Le poème de la semaine (05/05/2010)

Jean-Michel Maulpoix


Compose avec ce bleu.


Cette histoire t'appartient.

Tu ne pourras jamais te défaire de tout le vague

qui s'accumule en toi:

tu t'y emploieras, c'est assez.

Dresse-toi sur tes faiblesses

autant que sur tes forces:

ne résiste pas à celui que tu es.


Sache reconnaître combien le ciel est pauvre

tandis que la terre mélange la misère à la beauté.

Dans les yeux de tes semblables,

l'infini n'est jamais monotone.

Tes limites sont certaines:

fais en sorte qu'elles soient vraiment tiennes.

Ne fais pas de l'oubli un mauvais usage.

Garde en réserve de l'espérance

pour les heures de disette:

il te faudra quelque jour rendre des comptes.

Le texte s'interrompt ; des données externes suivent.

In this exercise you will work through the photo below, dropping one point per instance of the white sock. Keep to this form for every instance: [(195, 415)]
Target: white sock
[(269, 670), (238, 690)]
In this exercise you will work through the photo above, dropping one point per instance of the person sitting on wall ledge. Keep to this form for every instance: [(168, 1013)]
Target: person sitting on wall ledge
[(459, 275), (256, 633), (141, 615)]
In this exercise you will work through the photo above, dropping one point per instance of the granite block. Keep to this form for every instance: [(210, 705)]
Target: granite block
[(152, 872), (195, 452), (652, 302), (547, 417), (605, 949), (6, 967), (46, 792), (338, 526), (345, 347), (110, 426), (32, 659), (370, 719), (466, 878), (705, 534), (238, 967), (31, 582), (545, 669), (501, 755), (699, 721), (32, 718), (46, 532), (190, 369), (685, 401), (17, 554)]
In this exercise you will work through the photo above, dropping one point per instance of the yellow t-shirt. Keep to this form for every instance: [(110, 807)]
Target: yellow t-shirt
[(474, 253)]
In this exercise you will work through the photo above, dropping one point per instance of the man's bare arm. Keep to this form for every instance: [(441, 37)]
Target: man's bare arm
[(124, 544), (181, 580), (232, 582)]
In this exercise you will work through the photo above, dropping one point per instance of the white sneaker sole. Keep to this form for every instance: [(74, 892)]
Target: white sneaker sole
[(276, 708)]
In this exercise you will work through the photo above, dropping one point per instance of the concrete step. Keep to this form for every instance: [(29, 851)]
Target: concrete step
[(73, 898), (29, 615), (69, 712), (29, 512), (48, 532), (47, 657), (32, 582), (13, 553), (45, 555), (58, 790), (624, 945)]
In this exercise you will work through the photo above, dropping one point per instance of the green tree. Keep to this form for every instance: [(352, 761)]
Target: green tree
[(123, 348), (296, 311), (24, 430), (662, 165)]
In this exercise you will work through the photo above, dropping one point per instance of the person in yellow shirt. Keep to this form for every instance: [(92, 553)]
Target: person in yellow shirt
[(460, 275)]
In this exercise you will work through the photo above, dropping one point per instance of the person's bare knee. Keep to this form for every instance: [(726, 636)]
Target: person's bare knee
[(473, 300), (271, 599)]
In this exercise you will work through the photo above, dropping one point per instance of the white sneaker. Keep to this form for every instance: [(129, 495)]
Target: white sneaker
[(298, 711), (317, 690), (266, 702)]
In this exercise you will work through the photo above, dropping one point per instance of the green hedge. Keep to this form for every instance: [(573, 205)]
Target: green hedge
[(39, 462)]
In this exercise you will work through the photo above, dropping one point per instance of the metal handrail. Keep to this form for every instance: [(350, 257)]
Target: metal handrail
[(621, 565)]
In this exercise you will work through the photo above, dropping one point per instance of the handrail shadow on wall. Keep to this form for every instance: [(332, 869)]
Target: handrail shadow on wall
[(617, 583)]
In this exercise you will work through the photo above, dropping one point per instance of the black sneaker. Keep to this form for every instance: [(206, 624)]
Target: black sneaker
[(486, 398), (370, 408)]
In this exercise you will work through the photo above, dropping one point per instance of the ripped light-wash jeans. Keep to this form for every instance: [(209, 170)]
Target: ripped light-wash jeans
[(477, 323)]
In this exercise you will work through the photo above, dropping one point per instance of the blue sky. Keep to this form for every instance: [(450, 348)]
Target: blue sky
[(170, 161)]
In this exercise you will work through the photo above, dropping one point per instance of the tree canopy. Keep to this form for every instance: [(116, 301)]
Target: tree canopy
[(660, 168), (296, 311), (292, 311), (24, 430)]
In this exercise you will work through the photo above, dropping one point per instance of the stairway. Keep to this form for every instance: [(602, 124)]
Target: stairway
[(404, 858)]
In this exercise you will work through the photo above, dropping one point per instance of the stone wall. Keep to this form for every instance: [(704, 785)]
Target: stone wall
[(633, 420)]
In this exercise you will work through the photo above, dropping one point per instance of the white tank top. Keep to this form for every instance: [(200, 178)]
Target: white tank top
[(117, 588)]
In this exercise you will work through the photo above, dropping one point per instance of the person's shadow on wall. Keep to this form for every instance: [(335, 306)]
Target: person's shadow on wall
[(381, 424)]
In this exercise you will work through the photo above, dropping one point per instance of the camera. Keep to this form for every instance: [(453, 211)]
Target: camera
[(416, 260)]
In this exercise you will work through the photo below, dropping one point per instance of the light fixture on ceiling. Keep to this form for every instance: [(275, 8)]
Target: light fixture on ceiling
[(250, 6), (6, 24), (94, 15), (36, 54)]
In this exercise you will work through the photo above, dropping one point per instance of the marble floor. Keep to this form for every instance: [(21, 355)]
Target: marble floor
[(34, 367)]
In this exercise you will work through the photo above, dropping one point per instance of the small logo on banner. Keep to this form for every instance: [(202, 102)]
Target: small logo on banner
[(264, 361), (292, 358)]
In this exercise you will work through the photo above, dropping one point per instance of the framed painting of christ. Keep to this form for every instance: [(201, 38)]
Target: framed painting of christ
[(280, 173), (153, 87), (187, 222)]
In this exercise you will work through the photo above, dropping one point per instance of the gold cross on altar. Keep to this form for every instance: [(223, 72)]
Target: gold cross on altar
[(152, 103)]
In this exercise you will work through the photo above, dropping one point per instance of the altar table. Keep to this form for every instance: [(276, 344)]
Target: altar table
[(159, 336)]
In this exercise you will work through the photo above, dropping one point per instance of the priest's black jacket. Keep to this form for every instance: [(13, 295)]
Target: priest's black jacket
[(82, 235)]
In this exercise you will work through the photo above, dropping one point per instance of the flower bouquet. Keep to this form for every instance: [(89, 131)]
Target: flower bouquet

Ne rechigne pas à la dépense.


Quand tu ne lui arracherais que des loques,

il te faut écrire

comme si tu devais liquider la mer.

Les mots sont tout ce qu'il te reste:

lance-toi à l'assaut de ce bleu.

Tu dois courir encore derrière la mer.

Il t'appartient d'en modifier la teinte,

comme de recolorer de temps en temps le ciel,

et de rhabiller ses fantômes

avec des vêtements neufs.

Pour se perpétuer,

l'invisible a besoin de figures.

L'infini est avide de formes.

Il ne prend corps que sur ses bords

où se conjoignent le large et le rivage,

là où se noie de ton poème

le beau regard exact et bleu:

la mer

est le grand encrier indestructible.